かわむらの
日々

着物

暑い…ですね

早朝を選んで庭の掃除をしたのですが、気がついたら少しクラクラしていました。暑いですね~。各地のオリンピック会場でも暑さが話題になっています。灼熱の地というイメージのあるアフリカの人たちも参るくらいの暑さだそうで、そんなことを聞かされると何だか申し訳ない気持ちになります。

気温も勿論なんですが、日本の場合は湿度の高さも体感温度を上げる要因になっていますね。諸外国の皆さんも湿気に音をあげているようです。この多湿な気候をいかに快適に過ごすか、日本の衣服の歴史はその課題に向き合いながら発展してきたと言われています。口が開いた部分が多く風を取り込みやすい着物の形状は、その意味からもベストな選択なんでしょうね。夕方の風を感じられる時間帯に浴衣姿でいる時などには、体に密着したシャツとはまた違う快適さを感じ、この国でこの衣服の形状が支持されてきた理由が少し分かるような気がするものです。

商品紹介ページにも掲載しているものですが、当店の夏物を一品ご覧ください。

醒ヶ井の付下げ。薄物に織られた小千谷の紬地に、水辺に遊ぶ蟹の様子を素描きで表したものです。

さらりと描いた感じなんですが、山中に流れる川のせせらぎや風に揺れる木々の音などが聴こえてきそうで、そういった連想から涼を感じます。これも特に友禅開発以降の日本の衣服に特徴的な部分ですね。文様で季節を感じさせたり物語や故事を暗示したり、多彩な文様表現が友禅によって可能になりました。その多彩な表現の中でも、夏の衣装での表現は単に季節を表すだけでなく「涼」を求めるというテーマが込められている例が、今も昔も多いですね。

涼を求めて南極まで行ってしまいました。以前ここでも紹介した成謙の染帯です。これはかなり思いきった例ですが、夏の柄として雪輪が多用されるのと目的としては同じですね。

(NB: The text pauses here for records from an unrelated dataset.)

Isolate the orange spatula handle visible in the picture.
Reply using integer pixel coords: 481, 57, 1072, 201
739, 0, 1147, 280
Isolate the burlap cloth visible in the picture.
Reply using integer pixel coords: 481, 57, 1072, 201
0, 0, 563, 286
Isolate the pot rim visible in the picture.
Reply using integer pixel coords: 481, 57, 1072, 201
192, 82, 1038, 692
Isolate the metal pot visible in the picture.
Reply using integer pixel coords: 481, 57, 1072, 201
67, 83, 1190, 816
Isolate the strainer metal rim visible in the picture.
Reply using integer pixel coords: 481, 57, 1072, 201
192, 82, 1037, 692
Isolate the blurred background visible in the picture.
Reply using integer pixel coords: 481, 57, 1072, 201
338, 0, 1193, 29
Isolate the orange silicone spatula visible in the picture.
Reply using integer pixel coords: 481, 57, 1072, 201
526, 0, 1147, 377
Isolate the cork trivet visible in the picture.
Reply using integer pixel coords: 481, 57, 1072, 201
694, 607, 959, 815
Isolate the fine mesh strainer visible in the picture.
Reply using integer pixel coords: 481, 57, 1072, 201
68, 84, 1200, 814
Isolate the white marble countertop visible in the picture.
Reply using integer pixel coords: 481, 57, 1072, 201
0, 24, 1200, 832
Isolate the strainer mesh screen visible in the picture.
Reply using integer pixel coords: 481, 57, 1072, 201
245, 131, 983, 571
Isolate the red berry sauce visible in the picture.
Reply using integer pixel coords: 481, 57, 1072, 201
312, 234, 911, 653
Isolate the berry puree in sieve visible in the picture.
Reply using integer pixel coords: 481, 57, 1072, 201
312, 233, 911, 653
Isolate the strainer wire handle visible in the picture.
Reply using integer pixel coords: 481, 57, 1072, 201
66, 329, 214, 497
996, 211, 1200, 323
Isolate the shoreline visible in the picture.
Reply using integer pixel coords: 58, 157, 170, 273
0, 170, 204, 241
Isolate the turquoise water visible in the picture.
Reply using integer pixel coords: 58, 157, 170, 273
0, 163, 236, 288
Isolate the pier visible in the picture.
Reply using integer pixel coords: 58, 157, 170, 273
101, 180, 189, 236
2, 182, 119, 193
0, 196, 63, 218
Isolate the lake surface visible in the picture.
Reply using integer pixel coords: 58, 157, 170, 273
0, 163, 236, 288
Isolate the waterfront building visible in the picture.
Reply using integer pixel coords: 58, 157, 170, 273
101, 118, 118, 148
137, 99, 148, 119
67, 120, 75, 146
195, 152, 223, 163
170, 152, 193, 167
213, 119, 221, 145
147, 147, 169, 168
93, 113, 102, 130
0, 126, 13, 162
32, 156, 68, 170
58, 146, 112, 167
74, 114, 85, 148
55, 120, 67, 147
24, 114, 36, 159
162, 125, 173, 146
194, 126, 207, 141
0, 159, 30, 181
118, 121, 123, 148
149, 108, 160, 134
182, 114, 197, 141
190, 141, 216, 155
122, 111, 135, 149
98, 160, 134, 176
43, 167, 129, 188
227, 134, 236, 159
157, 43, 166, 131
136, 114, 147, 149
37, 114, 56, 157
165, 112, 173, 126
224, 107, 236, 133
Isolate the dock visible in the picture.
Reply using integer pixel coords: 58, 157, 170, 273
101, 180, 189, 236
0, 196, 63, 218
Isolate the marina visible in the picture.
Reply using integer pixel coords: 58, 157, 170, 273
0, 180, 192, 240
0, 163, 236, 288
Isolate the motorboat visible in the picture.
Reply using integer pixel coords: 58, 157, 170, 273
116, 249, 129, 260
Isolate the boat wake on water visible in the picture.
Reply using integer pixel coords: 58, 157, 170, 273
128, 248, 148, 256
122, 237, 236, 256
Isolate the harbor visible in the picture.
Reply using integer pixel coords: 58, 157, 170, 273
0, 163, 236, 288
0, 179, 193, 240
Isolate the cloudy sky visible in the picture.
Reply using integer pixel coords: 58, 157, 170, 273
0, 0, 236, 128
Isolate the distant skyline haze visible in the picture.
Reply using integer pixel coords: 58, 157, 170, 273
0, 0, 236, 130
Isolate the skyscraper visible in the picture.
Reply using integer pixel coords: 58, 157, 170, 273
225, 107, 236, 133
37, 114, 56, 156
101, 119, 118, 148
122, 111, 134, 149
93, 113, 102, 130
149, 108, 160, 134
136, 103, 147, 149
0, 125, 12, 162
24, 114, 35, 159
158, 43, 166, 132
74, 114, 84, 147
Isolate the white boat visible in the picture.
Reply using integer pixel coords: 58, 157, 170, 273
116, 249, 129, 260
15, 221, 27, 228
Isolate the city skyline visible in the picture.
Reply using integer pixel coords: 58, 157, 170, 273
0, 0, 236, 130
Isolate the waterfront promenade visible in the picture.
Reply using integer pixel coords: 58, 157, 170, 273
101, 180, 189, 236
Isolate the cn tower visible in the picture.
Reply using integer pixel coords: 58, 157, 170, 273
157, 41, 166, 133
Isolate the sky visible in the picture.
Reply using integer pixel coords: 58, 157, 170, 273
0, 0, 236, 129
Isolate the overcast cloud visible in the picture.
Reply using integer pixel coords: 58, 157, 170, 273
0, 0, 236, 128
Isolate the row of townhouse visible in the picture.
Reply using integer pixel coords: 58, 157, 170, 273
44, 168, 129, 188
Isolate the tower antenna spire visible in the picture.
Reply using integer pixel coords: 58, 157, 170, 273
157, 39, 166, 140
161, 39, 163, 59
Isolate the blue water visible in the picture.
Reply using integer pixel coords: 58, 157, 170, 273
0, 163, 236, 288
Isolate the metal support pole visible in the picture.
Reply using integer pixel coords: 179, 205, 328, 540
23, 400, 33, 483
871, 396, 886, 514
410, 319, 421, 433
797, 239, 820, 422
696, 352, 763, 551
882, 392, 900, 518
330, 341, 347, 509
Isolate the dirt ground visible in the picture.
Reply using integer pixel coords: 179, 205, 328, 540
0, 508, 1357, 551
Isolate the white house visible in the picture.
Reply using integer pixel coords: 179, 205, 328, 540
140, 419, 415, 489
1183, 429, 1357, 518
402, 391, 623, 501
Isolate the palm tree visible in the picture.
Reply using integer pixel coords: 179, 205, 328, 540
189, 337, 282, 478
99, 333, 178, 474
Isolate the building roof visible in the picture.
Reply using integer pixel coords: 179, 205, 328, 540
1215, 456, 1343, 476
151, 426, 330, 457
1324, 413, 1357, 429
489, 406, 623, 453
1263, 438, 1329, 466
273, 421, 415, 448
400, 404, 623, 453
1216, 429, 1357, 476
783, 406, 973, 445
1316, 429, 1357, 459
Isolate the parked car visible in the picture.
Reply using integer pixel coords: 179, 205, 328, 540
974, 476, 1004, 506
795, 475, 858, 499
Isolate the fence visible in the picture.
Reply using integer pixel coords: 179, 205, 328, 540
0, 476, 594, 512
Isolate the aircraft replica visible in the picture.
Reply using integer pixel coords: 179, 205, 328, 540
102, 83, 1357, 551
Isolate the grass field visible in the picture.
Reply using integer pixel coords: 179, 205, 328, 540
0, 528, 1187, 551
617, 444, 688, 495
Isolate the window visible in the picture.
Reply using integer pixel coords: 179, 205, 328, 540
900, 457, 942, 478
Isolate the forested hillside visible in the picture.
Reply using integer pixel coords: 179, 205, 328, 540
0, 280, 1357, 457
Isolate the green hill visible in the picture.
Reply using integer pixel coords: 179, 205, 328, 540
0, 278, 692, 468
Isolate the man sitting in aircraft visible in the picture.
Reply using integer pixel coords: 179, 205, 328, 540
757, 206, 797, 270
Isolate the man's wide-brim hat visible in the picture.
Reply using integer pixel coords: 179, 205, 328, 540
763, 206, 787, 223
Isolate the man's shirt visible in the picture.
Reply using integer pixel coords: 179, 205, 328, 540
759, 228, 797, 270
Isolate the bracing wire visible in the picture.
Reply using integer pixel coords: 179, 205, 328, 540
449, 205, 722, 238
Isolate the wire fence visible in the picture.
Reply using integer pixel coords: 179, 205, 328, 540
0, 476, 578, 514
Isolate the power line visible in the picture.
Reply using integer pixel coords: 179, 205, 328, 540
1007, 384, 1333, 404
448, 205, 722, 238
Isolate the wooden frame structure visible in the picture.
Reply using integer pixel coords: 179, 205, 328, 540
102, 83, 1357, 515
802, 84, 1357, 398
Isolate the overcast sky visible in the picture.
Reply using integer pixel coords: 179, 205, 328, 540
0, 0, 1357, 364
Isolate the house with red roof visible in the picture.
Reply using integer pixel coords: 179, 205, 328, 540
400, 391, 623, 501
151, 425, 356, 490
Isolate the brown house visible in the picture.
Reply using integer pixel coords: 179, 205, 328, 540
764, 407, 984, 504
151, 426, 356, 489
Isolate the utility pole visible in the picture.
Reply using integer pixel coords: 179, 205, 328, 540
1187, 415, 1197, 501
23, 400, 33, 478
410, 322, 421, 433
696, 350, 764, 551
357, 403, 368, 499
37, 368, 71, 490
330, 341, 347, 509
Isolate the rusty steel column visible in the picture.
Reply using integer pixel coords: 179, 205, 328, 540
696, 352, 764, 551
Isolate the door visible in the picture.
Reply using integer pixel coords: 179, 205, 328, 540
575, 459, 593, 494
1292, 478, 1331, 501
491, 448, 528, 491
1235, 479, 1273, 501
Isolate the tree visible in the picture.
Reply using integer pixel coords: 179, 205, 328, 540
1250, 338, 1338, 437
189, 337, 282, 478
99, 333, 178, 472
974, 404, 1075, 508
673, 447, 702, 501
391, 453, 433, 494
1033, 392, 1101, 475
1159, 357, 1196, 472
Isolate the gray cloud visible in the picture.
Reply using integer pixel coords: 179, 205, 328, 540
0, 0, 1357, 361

こちらフジモトの夏小紋。段ぼかしの中に描き疋田を入れ、里に降り積もる雪を表しています。南極までは行かなくとも、冬景色の暗示で夏物に涼を求めた一例です。

現代の猛暑は心の持ちようで対処できるレベルでないことは自明ですが、熱中症を避ける対策をしっかり取りつつ、こういった気持ちの面から季節を楽しむ日本人の感性を大事にしていきたいものです。オリンピックを見ながらそんなことを考えてしまいました。